Upon closer investigation, what appeared to be a denial of service attack triggering rate limiting on our name servers and crashes was in fact self inflicted.
At some point I accidentally copied over the virtual domain configuration file for the slave name servers onto the master name server so it was effectively no longer a master. It is a hidden server (so the master can not be attacked) but since data from the master server was no longer available, everything went fine until the zone’s on the slaves expired.
At that point all the slaves contacted the master trying to refresh for each domain and since the master had no data to serve at that point, they could not, so they kept trying until they triggered rate limiting on the master. Then the slaves did not know how to handle that and just died.
Once I discovered this I was able to restore the virtual domain configuration file from backups and then the slaves updated their zone files successfully and all was good once again.
Someone launched a denial of service attacks which repeatedly caused three of our public name servers to crash earlier but the downtime was less than a minute on each as I have scripts in place that check for the proper operation of our name servers once each minute and relaunch them if they are inoperative, and at no time were all name servers simultaneously out of service.

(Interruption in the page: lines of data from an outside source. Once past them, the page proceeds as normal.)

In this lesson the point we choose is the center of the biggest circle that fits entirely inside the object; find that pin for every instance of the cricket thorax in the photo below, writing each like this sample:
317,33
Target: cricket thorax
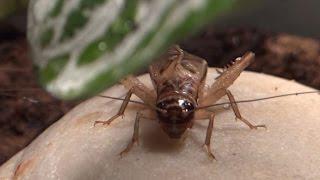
176,115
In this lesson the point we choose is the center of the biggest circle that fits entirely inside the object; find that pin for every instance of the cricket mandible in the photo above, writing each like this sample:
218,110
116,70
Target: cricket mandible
179,97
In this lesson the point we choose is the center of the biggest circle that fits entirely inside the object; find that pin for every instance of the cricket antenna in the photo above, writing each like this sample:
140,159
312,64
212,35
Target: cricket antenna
121,99
261,99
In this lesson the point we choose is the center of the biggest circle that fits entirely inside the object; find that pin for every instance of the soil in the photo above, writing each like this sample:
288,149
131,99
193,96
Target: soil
26,110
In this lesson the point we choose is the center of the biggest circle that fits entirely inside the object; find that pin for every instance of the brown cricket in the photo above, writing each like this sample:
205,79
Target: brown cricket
179,97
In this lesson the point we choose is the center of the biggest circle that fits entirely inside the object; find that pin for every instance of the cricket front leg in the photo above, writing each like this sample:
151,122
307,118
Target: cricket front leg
208,137
237,112
135,87
203,114
135,136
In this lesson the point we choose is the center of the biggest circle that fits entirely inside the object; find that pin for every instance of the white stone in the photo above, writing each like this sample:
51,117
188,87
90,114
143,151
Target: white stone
289,149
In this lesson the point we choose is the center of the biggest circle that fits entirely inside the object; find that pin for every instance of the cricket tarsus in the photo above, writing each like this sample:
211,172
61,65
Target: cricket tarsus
120,113
237,112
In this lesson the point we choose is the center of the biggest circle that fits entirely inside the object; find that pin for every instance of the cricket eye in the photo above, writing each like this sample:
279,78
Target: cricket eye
188,106
161,105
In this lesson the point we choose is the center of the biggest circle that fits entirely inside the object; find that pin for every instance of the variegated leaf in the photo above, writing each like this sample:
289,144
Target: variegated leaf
81,47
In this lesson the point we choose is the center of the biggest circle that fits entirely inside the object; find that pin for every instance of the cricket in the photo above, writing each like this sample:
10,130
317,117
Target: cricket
180,97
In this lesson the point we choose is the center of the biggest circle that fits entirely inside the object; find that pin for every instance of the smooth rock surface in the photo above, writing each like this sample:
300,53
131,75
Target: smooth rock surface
73,148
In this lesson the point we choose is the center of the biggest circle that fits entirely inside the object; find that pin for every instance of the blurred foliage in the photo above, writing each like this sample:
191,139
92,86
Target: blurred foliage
10,7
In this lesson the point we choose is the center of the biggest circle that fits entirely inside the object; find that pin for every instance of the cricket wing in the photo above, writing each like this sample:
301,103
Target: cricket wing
226,79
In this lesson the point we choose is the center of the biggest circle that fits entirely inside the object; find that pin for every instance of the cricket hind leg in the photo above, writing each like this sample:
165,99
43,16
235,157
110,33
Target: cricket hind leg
237,112
120,112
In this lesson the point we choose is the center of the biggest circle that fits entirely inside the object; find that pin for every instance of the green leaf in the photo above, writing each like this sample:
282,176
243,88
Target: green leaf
81,47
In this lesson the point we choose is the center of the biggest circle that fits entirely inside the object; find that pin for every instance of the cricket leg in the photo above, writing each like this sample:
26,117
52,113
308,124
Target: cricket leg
202,115
135,136
208,137
237,112
121,110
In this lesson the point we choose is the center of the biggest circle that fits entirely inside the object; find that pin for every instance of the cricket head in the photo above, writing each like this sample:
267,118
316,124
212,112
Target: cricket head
175,114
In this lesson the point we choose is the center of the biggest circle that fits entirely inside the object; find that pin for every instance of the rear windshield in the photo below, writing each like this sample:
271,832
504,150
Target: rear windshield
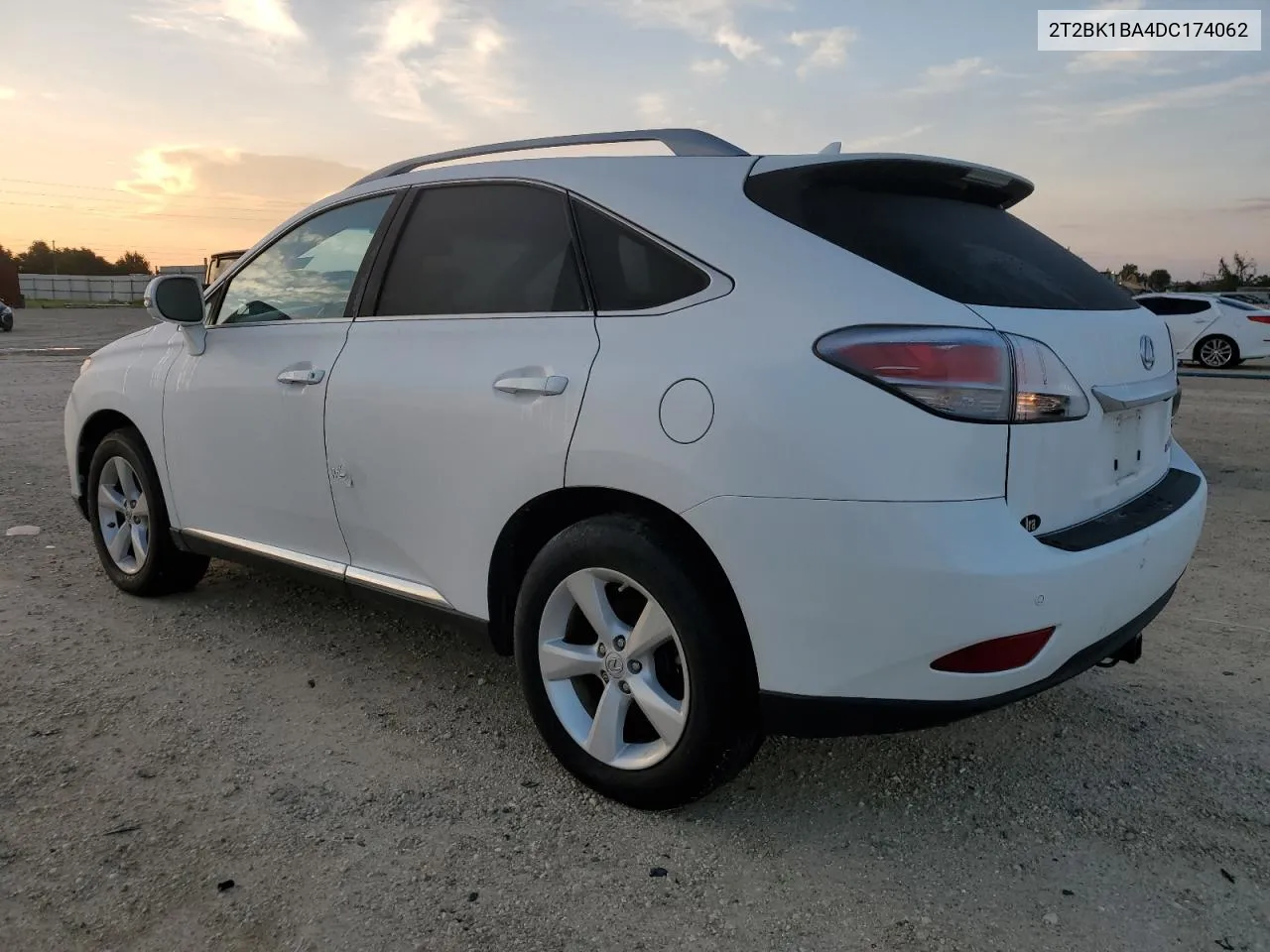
964,249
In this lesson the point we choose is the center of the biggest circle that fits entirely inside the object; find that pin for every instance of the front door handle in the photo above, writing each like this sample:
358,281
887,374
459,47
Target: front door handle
310,376
544,386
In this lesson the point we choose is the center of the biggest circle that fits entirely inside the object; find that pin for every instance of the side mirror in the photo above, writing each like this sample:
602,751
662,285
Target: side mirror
176,298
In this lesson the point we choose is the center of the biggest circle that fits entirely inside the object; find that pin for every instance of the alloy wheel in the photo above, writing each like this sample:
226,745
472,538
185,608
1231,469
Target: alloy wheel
1215,352
613,669
123,515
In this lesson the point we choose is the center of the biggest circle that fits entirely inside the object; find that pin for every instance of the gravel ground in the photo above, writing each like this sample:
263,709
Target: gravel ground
371,780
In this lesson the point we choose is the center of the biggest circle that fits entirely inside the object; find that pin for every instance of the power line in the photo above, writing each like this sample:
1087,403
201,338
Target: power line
164,195
155,214
137,199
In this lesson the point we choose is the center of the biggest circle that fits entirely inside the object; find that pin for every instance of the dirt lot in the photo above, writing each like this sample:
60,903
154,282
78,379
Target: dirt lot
370,780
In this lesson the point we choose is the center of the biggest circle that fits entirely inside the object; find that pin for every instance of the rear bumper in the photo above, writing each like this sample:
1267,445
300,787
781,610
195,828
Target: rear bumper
851,602
799,716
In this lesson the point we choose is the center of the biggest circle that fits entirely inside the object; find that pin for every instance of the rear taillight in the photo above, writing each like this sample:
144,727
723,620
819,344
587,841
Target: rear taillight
962,373
996,655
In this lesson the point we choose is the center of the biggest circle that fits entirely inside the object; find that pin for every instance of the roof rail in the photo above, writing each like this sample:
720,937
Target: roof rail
694,143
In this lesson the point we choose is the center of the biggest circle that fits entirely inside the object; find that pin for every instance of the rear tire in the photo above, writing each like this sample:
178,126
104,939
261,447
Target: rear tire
1216,352
130,521
684,715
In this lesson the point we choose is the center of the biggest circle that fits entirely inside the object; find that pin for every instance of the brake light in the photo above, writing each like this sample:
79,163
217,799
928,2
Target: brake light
994,655
962,373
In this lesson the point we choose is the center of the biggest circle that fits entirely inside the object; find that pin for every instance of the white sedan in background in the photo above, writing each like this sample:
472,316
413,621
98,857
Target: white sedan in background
1214,330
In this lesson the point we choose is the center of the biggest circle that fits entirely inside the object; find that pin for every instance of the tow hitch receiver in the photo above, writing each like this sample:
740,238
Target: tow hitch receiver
1129,653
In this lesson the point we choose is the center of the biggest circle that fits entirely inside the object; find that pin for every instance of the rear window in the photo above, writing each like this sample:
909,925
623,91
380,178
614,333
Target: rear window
962,248
1174,306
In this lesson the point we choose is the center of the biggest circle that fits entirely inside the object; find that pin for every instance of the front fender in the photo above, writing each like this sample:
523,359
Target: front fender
125,379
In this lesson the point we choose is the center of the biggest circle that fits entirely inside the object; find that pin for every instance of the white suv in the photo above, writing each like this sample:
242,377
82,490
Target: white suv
717,444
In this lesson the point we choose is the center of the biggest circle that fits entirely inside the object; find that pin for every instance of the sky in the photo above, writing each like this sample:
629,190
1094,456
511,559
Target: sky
185,127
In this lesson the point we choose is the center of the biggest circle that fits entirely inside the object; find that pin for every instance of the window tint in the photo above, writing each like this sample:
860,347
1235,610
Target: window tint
627,271
309,272
966,250
484,249
1189,304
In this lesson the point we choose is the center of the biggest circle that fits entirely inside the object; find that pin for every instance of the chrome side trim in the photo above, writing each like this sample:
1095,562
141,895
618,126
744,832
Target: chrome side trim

The ticket system is now finally fixed and working properly under PHP 7.0.
Maintenance is completed. I need to check all the shell servers to make sure they have properly remounted NFS file systems but I will do that when I get home.
Sorry this took so long, a combination of bugs in Ubuntu’s start-up script and operator error, at one point I powered down the wrong server.
I am going to be rebooting our servers tonight, probably around 10:30pm or so in order to load Microcode that fixes a bug in the Intel I7-6700K and I7-6850K processors used in our servers.